Risk also appeared to decline the more total caffeine and coffee a woman consumed, the study found. Decaffeinated coffee had no apparent benefit.

But for pregnant women caffeine may prove harmful, another team of U.S. researchers reported on Monday. They said pregnant women who drink two or more cups of coffee a day have twice the risk of having a miscarriage as those who avoid caffeine.

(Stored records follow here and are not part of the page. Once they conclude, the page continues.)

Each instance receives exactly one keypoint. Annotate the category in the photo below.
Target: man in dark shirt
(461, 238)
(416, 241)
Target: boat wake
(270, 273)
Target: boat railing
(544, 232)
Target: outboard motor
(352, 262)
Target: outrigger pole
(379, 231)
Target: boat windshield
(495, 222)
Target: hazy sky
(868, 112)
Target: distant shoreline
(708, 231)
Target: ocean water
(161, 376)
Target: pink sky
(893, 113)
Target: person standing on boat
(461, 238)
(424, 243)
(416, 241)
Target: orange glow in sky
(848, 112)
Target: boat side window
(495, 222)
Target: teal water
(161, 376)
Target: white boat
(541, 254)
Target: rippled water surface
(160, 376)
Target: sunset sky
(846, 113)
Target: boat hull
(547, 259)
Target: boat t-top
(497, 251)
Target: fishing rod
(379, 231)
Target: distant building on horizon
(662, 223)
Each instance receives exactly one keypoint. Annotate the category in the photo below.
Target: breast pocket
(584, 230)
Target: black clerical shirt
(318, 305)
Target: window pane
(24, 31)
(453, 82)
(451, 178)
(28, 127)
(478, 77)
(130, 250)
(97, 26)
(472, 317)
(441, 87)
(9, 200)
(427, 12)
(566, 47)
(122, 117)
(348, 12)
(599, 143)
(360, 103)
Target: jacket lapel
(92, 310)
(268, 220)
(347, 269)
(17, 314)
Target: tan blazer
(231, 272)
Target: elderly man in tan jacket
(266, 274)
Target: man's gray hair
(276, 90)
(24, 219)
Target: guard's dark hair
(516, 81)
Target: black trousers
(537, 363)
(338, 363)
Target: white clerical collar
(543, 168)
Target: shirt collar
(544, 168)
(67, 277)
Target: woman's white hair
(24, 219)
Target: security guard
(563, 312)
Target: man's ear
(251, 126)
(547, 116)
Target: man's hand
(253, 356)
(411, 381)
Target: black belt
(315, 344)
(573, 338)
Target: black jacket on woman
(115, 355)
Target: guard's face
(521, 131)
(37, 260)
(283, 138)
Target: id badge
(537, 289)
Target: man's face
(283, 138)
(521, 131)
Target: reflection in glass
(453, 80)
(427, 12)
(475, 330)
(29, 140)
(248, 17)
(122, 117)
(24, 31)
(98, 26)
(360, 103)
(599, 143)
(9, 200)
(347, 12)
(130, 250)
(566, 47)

The research may finally put to rest conflicting reports about the link between caffeine consumption and miscarriage, they added.

"Women who are pregnant or are actively seeking to become pregnant should stop drinking coffee for three months or hopefully throughout pregnancy," said Dr. De-Kun Li of Kaiser Permanente Division of Research, whose study appears in the American Journal of Obstetrics and Gynecology.

This risk appeared to be related to the caffeine, rather than other chemicals in coffee, because they also saw an increased risk when the caffeine was consumed in soda, tea, and hot chocolate.

Li said many researchers think caffeine is harmful because it stresses the fetus' immature metabolism. It may also decrease blood flow in the placenta, which could harm the fetus.

"To me, the safe dose is zero," Li said. "If you really have to drink coffee, try to limit it to one cup or at the most two cups." Or better yet, switch to decaffeinated beverages, he added.